Mit „Die Mächte des Wahnsinns“ erschuf US-Regisseur John Carpenter nach „Das Ding aus einer anderen Welt“ und „Die Fürsten der Dunkelheit“ im Jahre 1994 den dritten Teil seiner „Apokalyptischen Trilogie“ und damit einen der besten Horrorfilme der 1990er.

Versicherungsdetektiv John Trent (Sam Neill, „Possession“) landet in einer psychiatrischen Anstalt, wo er eine wahnsinnig anmutende Geschichte erzählt: Sein Auftrag, den populären Horrorschriftsteller Sutter Cane (Jürgen Prochnow, „Das Boot“) zu finden, hätte ihn in eine auf keiner Karte verzeichnete Kleinstadt namens Hobbs End verschlagen, die er bisher lediglich Canes Fiktion in Form seiner Horrorromane zugeschrieben hatte. Dort scheint die Apokalypse ihren Anfang zu finden, die Cane mit seinem letzten Werk herbeischreibt...

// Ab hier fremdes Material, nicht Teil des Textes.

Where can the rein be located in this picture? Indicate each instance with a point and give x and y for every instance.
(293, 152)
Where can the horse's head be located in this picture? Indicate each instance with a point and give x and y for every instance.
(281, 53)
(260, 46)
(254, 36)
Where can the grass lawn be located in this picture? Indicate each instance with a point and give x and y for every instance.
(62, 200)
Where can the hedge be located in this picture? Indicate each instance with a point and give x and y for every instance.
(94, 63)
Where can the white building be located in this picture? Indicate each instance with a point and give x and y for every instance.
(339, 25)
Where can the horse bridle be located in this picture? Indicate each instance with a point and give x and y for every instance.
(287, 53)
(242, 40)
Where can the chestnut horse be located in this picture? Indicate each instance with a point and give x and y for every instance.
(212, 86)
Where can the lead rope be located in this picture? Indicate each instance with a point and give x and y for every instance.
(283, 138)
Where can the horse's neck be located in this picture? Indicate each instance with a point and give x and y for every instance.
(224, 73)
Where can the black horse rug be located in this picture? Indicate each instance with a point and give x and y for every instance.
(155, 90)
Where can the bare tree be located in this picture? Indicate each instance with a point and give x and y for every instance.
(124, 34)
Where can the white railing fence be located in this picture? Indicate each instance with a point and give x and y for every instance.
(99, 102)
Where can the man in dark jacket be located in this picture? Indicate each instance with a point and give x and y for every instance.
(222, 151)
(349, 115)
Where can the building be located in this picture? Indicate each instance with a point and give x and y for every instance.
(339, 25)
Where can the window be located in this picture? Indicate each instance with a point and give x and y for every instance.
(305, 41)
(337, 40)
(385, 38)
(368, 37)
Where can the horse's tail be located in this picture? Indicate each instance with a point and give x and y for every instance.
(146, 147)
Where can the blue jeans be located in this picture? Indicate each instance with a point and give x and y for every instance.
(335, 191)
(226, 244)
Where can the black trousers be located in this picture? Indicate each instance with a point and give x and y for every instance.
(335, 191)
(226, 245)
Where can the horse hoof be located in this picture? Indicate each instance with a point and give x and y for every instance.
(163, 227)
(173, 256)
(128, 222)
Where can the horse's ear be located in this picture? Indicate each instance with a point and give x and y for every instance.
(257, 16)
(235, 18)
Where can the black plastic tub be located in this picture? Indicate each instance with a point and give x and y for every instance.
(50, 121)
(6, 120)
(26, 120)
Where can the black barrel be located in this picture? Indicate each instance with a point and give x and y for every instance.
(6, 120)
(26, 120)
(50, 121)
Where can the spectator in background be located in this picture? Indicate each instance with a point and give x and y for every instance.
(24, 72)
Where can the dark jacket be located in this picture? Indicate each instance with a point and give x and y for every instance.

Carpenter gelang eine höchst gelungene Kombination aus Lovecraft’schen Motiven und Medien-/Gesellschaftssatire. Uralte Mächte, die nach der Weltherrschaft bzw. -zerstörung streben und sich gern mal in schleimigen Tentakelkreaturen physisch manifestieren, sind natürlich unverkennbar Lovecraft. Der satirische Tonfall des Films äußert sich angenehmer- und geschickterweise trotz weniger komödiantisch angelegter, überzeichneter Charaktere nicht in Albernheiten und Klamauk, sondern vollbringt das Kunststück, einen unheimlich starken Subtext zu etablieren, ohne die Entfaltung der surrealen, düsteren, gruseligen Horror-Atmosphäre zu gefährden. Denn auf beiden Ebenen funktioniert „Die Mächte des Wahnsinns“ grandios: Als augenzwinkernde Vision einer von Horrorliteratur- und -film-Fans durch ihre Begeisterung für selbige geschaffenen Apokalypse inkl. Seitenhieben auf Religions- und Glaubensgemeinschaften und ihre eigene Wirklichkeit, die von der Kraft des Glaubens zahlreicher Anhänger zehrt. Die Medienlandschaft wird ebenso aufs Korn genommen, lebt doch auch Medienhysterie vom Glauben ihrer Konsumenten. Die in fragwürdigen Pädagogen- und Sittenwächterkreisen gern kolportierte Warnung, Horror in seiner populärkulturellen Unterhaltungsform wäre schädlich und verwerflich, wird vom Drehbuch aufgegriffen und bis ins vollkommen Absurde auf die Spitze getrieben.

Doch gleichsam ist „Die Mächte des Wahnsinns“ auch ein reinrassiger, hochspannender Horrorfilm, der die Realität, wie wir sie kennen, als höchst beunruhigendes, wackliges Konstrukt beschreibt, das jederzeit durch die Kraft der Suggestion ins Wanken geraten kann. Eine Realität, die von dunklen Mächten bedroht wird, die Ausdruck finden in Gewaltentladungen, in der Negierung von Zeit und Raum, im kollektiven Wahn und die das Tor zur Apokalypse, zur Hölle auf Erden öffnen. Im Verborgenen scharren sie mit den Hufen, um ihre Dämonen einfallen zu lassen und die Menschheit dazu zu bringen, sich zu vernichten.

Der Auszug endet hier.